İlgilenim kavramının ve düzeylerinin anlaşılması tüketici davranışlarının tahminlenmesinde pazarlamacılara yararlı bilgiler sağlamaktadır (Mittal, 1995: 678; Varki ve Wong, 2003: 90). Nitekim Wills, Samli ve Jacobs (1991: 2) da kişilerin satın alma davranışlarında ilgilerinin kilit faktör konumunda olduğunu belirtirken, Arora (1982: 121), Kapferer ve Laurent (1985: 50), Lastovicke ve Gardner (1978: 91), Richins ve Bloch (1988: 10) ve Havitz ve Dimanche (1990: 185) pazarlama bölümlendirmelerinde ilgilenimlerden yararlanılması gerektiğini vurgulamıştır.

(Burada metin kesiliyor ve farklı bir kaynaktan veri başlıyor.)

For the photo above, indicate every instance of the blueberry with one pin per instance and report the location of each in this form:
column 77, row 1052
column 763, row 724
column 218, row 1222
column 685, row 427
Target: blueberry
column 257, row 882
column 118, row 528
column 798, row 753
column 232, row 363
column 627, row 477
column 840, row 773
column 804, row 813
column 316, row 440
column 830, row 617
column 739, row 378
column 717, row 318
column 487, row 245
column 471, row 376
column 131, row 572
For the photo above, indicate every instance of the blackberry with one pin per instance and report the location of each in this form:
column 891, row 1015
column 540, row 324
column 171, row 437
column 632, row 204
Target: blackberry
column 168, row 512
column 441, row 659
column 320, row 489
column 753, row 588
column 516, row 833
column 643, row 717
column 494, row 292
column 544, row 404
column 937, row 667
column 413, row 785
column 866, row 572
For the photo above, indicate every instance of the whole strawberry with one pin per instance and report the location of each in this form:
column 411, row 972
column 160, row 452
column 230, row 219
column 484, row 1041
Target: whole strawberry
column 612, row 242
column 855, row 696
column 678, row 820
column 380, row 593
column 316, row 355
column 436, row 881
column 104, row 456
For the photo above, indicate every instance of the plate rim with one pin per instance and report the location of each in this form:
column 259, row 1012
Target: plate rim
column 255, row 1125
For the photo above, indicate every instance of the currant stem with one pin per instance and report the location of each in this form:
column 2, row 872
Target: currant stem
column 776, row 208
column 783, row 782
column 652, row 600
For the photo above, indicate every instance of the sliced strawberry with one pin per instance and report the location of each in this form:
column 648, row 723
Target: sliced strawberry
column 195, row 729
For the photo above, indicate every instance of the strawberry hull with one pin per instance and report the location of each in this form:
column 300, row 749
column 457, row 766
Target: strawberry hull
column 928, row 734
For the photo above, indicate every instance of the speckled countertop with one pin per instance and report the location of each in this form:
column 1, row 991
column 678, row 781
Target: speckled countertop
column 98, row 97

Daha öncede belirtildiği gibi tüketicilerin düşük ya da yüksek ilgilenimli olmaları özellikle markaların, işletmelerin vb. pazar bölümlendirme stratejilerinde önemli bir araç olarak kullanılabilmektedir. Bu açıdan öncelikle markaların, işletmelerin vb. hitap ettiği, hedefinde bulunan pazarlardaki tüketicilerin kendi ürünlerine ve hizmetlerine olan ilgilenim düzeylerinin hangi aşamada olduğunu tespit etmeleri gerekir. Literatürde yapılan çalışmalar bu noktada işletmelere, markalara katkı sağlamak amacıyla ürünlere ilişkin sınıflandırmalar yapmışlardır (bkz. Fesenmaier ve Johnson, 1989: 299; Vaughn, 1986: 59; Ratchford, 1987: 31; ) ve buna bağlı olarak tüketicilerin belirtilen ürünlere ve hizmetlere karşı düşük ya da yüksek ilgilenim düzeyine sahip olabileceği belirtilmiştir. Bu bağlamda yüksek ilgilenimli ürünlerin ve buna bağlı yüksek ilgilenimli tüketimlerin genellikle riskin, maliyetin ve verilen önemin arttığı ürünlerde ve hizmetlerde (örneğin, araba, tatil vb.) olduğu görülmektedir. Yüksek ilgilenim duyulan ürünlerin ve hizmetlerin işletmelere, markalara vb. getirileri de düşük ilgilenimlilere göre daha fazla olabilmektedir (Cummings ve Ostrom, 1982: 404; Lichtenstein, Bloch ve Black, 1988: 250; Herrman, Huber, Sivakumar ve Wricke, 2004: 538). Buna göre işletmelerin, markaların vb. tüketicilerin ürün ve hizmetlere karşı ilgilenimlerini yükseltecek stratejiler

geliştirilmesi gerekmektedir. Özellikle bir ürün ve hizmete karşı ilgilenim düzeyi, Zaichkowsky tarafından da belirtildiği gibi, her bireye göre farklı seviyelerde oluşacağı için bireylerin ilgilenimlerini arttırıcı adımlar atılması gerekir. Bu noktada ürün ve hizmetlerin verdiği hazza odaklanmak yerinde olabilir. Nitekim Koç (2008: 163) ve Chebat ve Robicheaux (2001: 88) tarafından da belirttiği gibi bir ürün ne kadar haz verici olursa ilgilenimleri de buna paralel olarak artış gösterebilir. Ayrıca modern sonrası (pos-modern) tüketim anlayışında tüketici davranışlarını yönlendiren en önemli faktörlerin başında tüketici duygularının geldiği de (Brown, 1993: 22; Schaefer, 2009: 250) dikkate alındığında ilgilenim kavramının önemi daha da belirginleşmektedir.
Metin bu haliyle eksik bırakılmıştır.